Later, my father bought the farm from his father. Eleven years after my father’s death my mother sold the farm to a developer. Houses sprang up where corn and alfalfa fields used to grow.

Fortunately, my mother, the developer, and Warwick Township came to an agreement that all feel good about today. In addition to houses, the land supports a walking/biking trail that leads through the old meadow, past a wetland region, and around a playground and several ball fields.

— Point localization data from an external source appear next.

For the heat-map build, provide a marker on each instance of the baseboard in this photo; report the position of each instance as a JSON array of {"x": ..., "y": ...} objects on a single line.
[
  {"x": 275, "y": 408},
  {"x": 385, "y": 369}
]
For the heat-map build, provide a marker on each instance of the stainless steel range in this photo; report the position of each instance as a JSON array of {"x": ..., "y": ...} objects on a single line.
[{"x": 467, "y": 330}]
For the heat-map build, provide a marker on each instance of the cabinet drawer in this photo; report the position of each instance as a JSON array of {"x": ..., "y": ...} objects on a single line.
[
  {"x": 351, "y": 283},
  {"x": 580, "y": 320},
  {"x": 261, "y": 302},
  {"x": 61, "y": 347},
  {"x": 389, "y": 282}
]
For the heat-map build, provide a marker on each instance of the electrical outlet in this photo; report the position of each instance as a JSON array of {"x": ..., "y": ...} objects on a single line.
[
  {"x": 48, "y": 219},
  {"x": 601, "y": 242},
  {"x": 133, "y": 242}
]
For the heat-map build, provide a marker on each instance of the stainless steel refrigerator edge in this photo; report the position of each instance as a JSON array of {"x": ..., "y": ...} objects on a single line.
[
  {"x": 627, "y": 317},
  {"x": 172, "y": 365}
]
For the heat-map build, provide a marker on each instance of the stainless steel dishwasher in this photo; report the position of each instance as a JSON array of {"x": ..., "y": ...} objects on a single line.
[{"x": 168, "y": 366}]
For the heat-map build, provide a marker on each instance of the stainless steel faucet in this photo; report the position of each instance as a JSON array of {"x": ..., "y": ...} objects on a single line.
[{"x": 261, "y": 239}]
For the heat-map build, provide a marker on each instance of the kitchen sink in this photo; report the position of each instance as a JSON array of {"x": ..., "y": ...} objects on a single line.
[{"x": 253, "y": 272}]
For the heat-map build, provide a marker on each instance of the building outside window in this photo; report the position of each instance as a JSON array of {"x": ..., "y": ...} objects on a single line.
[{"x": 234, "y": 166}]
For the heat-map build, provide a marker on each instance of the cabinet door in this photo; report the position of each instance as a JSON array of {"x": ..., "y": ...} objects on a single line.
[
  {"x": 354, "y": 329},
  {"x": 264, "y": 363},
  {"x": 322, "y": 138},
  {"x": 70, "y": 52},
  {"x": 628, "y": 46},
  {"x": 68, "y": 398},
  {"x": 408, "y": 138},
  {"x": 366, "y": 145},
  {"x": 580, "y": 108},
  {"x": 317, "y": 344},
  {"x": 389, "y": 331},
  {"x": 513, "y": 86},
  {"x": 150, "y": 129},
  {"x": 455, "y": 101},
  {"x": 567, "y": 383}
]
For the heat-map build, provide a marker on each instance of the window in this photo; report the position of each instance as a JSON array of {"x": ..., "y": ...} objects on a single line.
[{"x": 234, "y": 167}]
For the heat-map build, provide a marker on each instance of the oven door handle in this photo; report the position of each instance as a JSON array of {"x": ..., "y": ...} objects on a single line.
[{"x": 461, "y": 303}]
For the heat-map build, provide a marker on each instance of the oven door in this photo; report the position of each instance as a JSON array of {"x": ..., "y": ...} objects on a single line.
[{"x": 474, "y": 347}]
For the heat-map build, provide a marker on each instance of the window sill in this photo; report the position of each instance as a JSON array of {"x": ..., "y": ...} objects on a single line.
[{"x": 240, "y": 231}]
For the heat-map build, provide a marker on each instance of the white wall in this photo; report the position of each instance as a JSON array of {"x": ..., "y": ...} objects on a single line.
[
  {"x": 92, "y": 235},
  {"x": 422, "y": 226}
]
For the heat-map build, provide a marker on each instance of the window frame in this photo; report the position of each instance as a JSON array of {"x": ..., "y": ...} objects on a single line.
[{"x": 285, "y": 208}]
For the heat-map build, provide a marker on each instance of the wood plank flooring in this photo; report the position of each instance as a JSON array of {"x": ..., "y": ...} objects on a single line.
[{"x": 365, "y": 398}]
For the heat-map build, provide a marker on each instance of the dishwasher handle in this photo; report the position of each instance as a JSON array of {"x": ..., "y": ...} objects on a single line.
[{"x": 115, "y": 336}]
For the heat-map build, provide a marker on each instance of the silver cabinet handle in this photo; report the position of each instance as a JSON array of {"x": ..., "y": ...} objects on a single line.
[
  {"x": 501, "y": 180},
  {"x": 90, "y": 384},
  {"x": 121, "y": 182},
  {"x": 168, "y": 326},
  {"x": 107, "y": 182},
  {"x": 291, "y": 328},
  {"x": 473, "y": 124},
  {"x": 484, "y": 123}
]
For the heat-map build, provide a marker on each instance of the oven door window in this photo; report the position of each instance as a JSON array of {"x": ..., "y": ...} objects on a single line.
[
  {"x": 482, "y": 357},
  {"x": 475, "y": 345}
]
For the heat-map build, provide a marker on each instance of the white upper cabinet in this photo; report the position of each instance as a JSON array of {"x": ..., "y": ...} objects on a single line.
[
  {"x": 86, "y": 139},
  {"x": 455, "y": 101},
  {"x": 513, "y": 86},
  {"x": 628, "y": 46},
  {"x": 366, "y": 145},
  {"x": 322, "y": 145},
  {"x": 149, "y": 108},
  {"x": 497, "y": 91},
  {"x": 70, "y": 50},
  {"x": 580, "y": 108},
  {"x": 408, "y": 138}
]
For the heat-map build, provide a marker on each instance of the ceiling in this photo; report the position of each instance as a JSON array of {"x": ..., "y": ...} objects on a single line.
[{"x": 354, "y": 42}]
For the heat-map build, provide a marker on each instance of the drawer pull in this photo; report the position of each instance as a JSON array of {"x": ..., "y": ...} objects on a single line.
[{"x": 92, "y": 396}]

To Protect land is to protect memories

This morning’s walk allowed me to remember the way I would walk the same path along the woods through the meadow, bare feet carefully avoiding new cow piles, back in the early 1960′s. I was calling the cows to come to the barn for milking. My father taught me his chant. Every farmer has his own.

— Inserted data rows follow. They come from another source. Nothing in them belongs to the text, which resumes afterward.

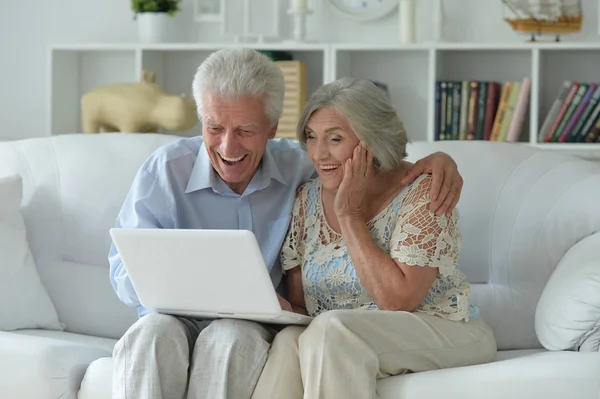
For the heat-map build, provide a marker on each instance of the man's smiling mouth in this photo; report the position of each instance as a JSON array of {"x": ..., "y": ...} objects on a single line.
[{"x": 233, "y": 161}]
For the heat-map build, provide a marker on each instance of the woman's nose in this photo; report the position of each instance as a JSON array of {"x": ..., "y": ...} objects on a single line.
[{"x": 321, "y": 150}]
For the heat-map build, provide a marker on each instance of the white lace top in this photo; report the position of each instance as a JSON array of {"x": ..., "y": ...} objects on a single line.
[{"x": 405, "y": 229}]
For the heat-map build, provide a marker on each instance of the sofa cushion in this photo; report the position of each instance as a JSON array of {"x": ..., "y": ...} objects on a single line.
[
  {"x": 519, "y": 374},
  {"x": 544, "y": 375},
  {"x": 45, "y": 367},
  {"x": 568, "y": 312},
  {"x": 97, "y": 383},
  {"x": 24, "y": 302}
]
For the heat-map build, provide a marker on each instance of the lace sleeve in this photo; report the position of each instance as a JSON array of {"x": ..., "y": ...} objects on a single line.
[
  {"x": 292, "y": 250},
  {"x": 421, "y": 238}
]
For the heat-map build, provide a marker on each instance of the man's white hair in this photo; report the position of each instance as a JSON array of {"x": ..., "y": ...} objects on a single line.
[{"x": 241, "y": 72}]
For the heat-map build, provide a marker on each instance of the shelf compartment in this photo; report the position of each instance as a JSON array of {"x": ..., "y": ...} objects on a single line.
[
  {"x": 175, "y": 70},
  {"x": 73, "y": 73},
  {"x": 405, "y": 72},
  {"x": 501, "y": 65}
]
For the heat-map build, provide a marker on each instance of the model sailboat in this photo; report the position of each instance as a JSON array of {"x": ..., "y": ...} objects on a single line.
[{"x": 545, "y": 16}]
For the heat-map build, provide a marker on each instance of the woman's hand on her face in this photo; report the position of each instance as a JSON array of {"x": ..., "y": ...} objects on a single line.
[{"x": 352, "y": 192}]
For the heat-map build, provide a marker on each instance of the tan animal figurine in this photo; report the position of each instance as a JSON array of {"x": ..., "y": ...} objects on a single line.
[{"x": 140, "y": 107}]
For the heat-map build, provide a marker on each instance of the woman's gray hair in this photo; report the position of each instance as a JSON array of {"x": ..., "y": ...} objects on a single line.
[
  {"x": 241, "y": 72},
  {"x": 370, "y": 114}
]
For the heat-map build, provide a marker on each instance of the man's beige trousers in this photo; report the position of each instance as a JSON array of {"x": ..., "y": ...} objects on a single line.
[
  {"x": 343, "y": 352},
  {"x": 166, "y": 357}
]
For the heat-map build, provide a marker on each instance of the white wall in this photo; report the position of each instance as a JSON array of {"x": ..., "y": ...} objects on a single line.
[{"x": 27, "y": 27}]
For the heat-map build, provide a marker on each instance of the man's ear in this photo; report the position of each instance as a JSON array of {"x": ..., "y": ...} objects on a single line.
[{"x": 273, "y": 131}]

“Here, Hummy, Hummy, Hummy, Hummy, Hummy.”

The call is almost sung, and the note on the last syllable of Humm-y goes up.

Woods, Streams, and Meadow Sounds

It’s August, so the cicadas are raising their voices to the heavens, alternating as one tree gets loud and another subsides. The traffic on Newport Road is heavy now, so the world does intrude aurally on the walk.But the speeding cars are sometimes slowed by the clip-clop of horseshoes on asphalt as the Amish neighbors go by in their horse and buggy.

And oh those smells!

Lititz is known as a pretzel town and a chocolate town. When the wind is right, the chocolate smell travels all the way to the former farm. It might mingle with manure smells and honeysuckle, ozone before rain, and humus in the soil. Lititz is an earthy, sweet place.

With these sounds and smells enlarging the lovely landscape in front of me, I  strolled along the meadow path. The sun was low in the east, fresh from sunrise an hour or so earlier, and therefore great for casting long shadows. I looked at the long, tall Shirley shadow crossing the path and took a picture. The wave was a gesture intended to call forth the child who loved the same land so many years ago. The child is sometimes bashful and often hidden from my view. Parker Palmer says the soul is like a wild animal.

I think I’ll call her now.

“Here, Hummy, Hummy, Hummy, Hummy, Humm-EEE.”

 

When is the last time you visited your childhood home? Is it still there? What sights, sounds, and smells do you remember from it?